LVADs: Understanding the Basics
LVADs (Left Ventricular Assist Device) are devices used to move blood from a failing left ventricle into the aorta. They are often seen in end-stage heart failure patients who, despite optimization of medical management, have a poor prognosis. LVADs can be used as a therapy to bridge patient to cardiac transplantation if they qualify or as destination therapy.
- Inner cannula: this is a suction pipe in the left ventricle
- Outflow cannula: pumps blood into the ascending aorta
- Drive line: connects the outflow cannula to the system controller
- System controller: the LVADs computer, which is connected to a power source
- Most LVAD patients do not have a palpable pulse
- Auscultate the chest and listen to the continuous hum of the LVAD
- Measure MAP: Use a doppler over the brachial artery and inflate a manual blood pressure cuff, record the pressure when flow returns during deflation. MAP should be between 70 to 90.
- Consider A-line
- Assess for signs of infection around the driveline
Testing to consider:
CBC, BMP, LFT, pro-BNP
LDH (increased RBC hemolysis, often increased in the setting of pump thrombosis)

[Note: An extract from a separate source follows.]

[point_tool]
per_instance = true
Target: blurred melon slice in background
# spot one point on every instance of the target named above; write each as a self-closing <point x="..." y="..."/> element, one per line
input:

INR (usually on Coumadin with goal INR 2-3 to prevent pump thrombosis)
Common problems encountered in the ED
- Acute decompensated heart failure
- Acute right ventricular failure
- Hypertension: consider afterload reduction as this can lead to an obstruction of flow
- Hypotension: patients are preload sensitive and are responsive to fluid boluses
- Pump thrombosis: consider in patients with symptoms of fatigue or cardiogenic shock. This is often seen with low INR and elevated LDH. Consider heparin as systemic thrombolytics are not recommended. This decision should be made in conjunction with the LVAD coordinator.
- Suction events: the inner cannular suctions the left ventricle wall. This is caused by hypovolemia and can lead to arrhythmia or syncope.

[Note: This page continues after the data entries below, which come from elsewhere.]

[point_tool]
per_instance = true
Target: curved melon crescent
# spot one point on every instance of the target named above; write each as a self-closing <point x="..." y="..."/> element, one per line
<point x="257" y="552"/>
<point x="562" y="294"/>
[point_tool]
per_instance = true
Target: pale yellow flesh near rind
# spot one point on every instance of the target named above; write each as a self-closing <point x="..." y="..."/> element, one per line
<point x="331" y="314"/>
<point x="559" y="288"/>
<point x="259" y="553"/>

- Arrhythmia: ~25% of LVAD patients will experience arrhythmia within 30 days of implantation. Follow ACLS including cardioversion and defibrillation
- GI bleed: 30% of LVAD patients will develop GI bleeds secondary to anticoagulation or thrombocytopenia. They can also develop an acquired von Willebrand’s disease or AVMs in the GI tract.

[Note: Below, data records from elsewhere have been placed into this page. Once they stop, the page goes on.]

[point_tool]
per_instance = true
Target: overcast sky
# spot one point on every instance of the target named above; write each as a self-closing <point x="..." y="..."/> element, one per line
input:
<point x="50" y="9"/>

- Stroke: 17% of LVAD patients will have a stroke but MRI is contraindicated
- Infections: range from pneumonia to sepsis to driveline infections
- Cardiac arrest: check the controller and connect it to a battery, check the driveline, auscultate the heart for the hum. CPR is controversial as there is a theoretical risk of displacing the outflow cannula but can be lifesaving.
Take Home Points
- contact the LVAD coordinator as early as possible
- assure that the patient has additional batteries and access to a power source
- Transfer to LVAD center when patient is stable
Alvarez PA, McClelland MC, Guha A. Left Ventricular Assist Device (LVAD) Assessment. In: Reichman EF. eds. Reichman's Emergency Medicine Procedures, 3e. McGraw-Hill; Accessed September 07, 2020. https://accessemergencymedicine-mhmedical-com.ezproxy.rowan.edu/content....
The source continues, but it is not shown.